For my notes, refer https://prasanth.io/Talks/How-to-Fine-tune-LLMs-with-Unsloth---Complete-Guide-by-Pookie

**Google Colab T4 resources**
- System RAM: 12.7 GB
- GPU RAM: 15.0 GB
- Disk: 112.6 GB

In [None]:
# !top

In [None]:
# Sneak peak at hardware specs
import os
import subprocess

try:
    # Print System RAM
    print("System RAM:")
    ram_output = subprocess.check_output(["free", "-h"])
    print(ram_output.decode("utf-8"))

    # Print GPU RAM
    print("\nGPU RAM:")
    gpu_output_raw = subprocess.check_output("nvidia-smi | grep 'MiB' | awk '{print $9, $11}'", shell=True).decode("utf-8").strip()
    gpu_parts = gpu_output_raw.split()
    if len(gpu_parts) == 2:
        used_gpu = gpu_parts[0]
        total_gpu = gpu_parts[1]
        print(f"{used_gpu} (used) / {total_gpu} (total)")
    else:
        print(gpu_output_raw)


    # Print Disk Space
    print("\nDisk:")
    disk_output = subprocess.check_output("df -h / | awk 'NR==2{print $2, $3, $4, $5}'", shell=True)
    print(disk_output.decode("utf-8"))

except subprocess.CalledProcessError as e:
    print(f"Error executing command: {e}")
except FileNotFoundError as e:
    print(f"Command not found: {e}")

In [None]:
# GPU usage
!nvidia-smi

This notebook makes use of unsloth to finetune a model for a completion task.
In this example we will finetune the llama 3.2 base model to generate ascii art. I would recommend using the unsloth library compared to just using the huggingface library as it requires less memory and is faster.
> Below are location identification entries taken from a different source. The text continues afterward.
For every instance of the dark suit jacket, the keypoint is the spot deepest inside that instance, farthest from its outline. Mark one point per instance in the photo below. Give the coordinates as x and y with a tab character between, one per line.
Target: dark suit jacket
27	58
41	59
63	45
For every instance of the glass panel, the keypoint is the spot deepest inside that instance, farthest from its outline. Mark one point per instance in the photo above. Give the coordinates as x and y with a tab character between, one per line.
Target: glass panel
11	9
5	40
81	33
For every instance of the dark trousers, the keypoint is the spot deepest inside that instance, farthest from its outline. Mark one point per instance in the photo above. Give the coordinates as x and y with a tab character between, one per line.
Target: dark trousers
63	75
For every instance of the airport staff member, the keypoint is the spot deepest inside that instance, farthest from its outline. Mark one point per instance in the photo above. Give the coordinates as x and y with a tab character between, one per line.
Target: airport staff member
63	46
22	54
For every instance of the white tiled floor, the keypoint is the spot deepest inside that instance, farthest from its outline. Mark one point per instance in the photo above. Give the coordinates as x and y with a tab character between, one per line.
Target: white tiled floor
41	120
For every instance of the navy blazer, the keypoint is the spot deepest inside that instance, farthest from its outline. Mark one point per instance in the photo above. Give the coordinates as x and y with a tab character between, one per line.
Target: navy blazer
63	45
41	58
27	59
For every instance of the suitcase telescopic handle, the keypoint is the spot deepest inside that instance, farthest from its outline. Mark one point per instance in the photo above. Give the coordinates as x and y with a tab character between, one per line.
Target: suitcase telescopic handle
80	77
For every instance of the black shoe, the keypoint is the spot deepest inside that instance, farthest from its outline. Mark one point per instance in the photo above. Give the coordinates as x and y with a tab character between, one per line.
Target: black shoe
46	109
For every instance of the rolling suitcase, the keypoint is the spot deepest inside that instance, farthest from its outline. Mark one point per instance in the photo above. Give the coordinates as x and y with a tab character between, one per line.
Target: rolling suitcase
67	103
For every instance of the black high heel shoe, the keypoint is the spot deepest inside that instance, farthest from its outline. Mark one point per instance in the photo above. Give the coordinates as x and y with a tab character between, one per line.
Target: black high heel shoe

Adapted from unsloth notebooks, if something is broken check on:
https://unsloth.ai/

In [None]:
!ls

In [None]:
%%capture
!pip install --no-deps bitsandbytes accelerate xformers==0.0.29.post3  peft trl triton
!pip install --no-deps cut_cross_entropy unsloth_zoo
!pip install sentencepiece protobuf datasets huggingface_hub hf_transfer
!pip install --no-deps unsloth

In [None]:
!pip install -U datesets

### Load base model

- Model: [meta-llama/Llama-3.2-3B](https://huggingface.co/meta-llama/Llama-3.2-3B)
  - Parameters: 3B
  - Variant: pretrained
  - modality: text only

In [None]:
# Takes ~2 mins
from unsloth import FastLanguageModel # Makes finetuning LLM faster and efficienrt
import torch
from google.colab import userdata

# Load the pretrained model and the tokenizer from HF model repo
model, tokenizer = FastLanguageModel.from_pretrained(
    model_name="meta-llama/Llama-3.2-3B",
    # Sequence longer than this will be truncated. Sequence include both the input tokens (prompts)
    # and output tokens (LLM generated output)
    max_seq_length = 2048,
    # Unsloth intelligently checks your hardware to determine and optimize which lower-precision
    # data types are supported (float16 or bfloat16) that provide the best performance & memory efficiency
    dtype = None,
    # If enabled, model weights are loaded using 4-bit quantization to significanlty reduce memory
    # usage by trading off precision
    load_in_4bit = False,
    token=userdata.get('HF_ACCESS_TOKEN')
)

In [None]:
# Disables the automatic removal of potentially extra spaces around punctuation during the
# tokenizer's decoding process, ensuring that whitespace is preserved exactly as tokenized.
# In some specific use cases, particularly when dealing with text where the exact spacing is
# important (like in the ASCII art example you have, or in code where whitespace matters),
# you want to preserve all whitespace precisely as the model generates it.
tokenizer.clean_up_tokenization_spaces = False

In [None]:
!ls

### Add lora to base model and patch with Unsloth

In [None]:
# More info about parameters: https://huggingface.co/docs/peft/v0.11.0/en/package_reference/lora#peft.LoraConfig
# LoRA works by injecting small, trainable low-rank matrices into specific layers of the pre-trained model
target_modules = [
    # query, key, and value projection layers in the self-attention mechanism
    "q_proj", "k_proj", "v_proj",
    # output projection layer in the self-attention mechanism
    "o_proj",
    # layers within the feed-forward network (MLP) block
    "gate_proj", "up_proj", "down_proj"
    ]

# When adding special tokens
train_embeddings = False

if train_embeddings:
  target_modules = target_modules + ["lm_head"]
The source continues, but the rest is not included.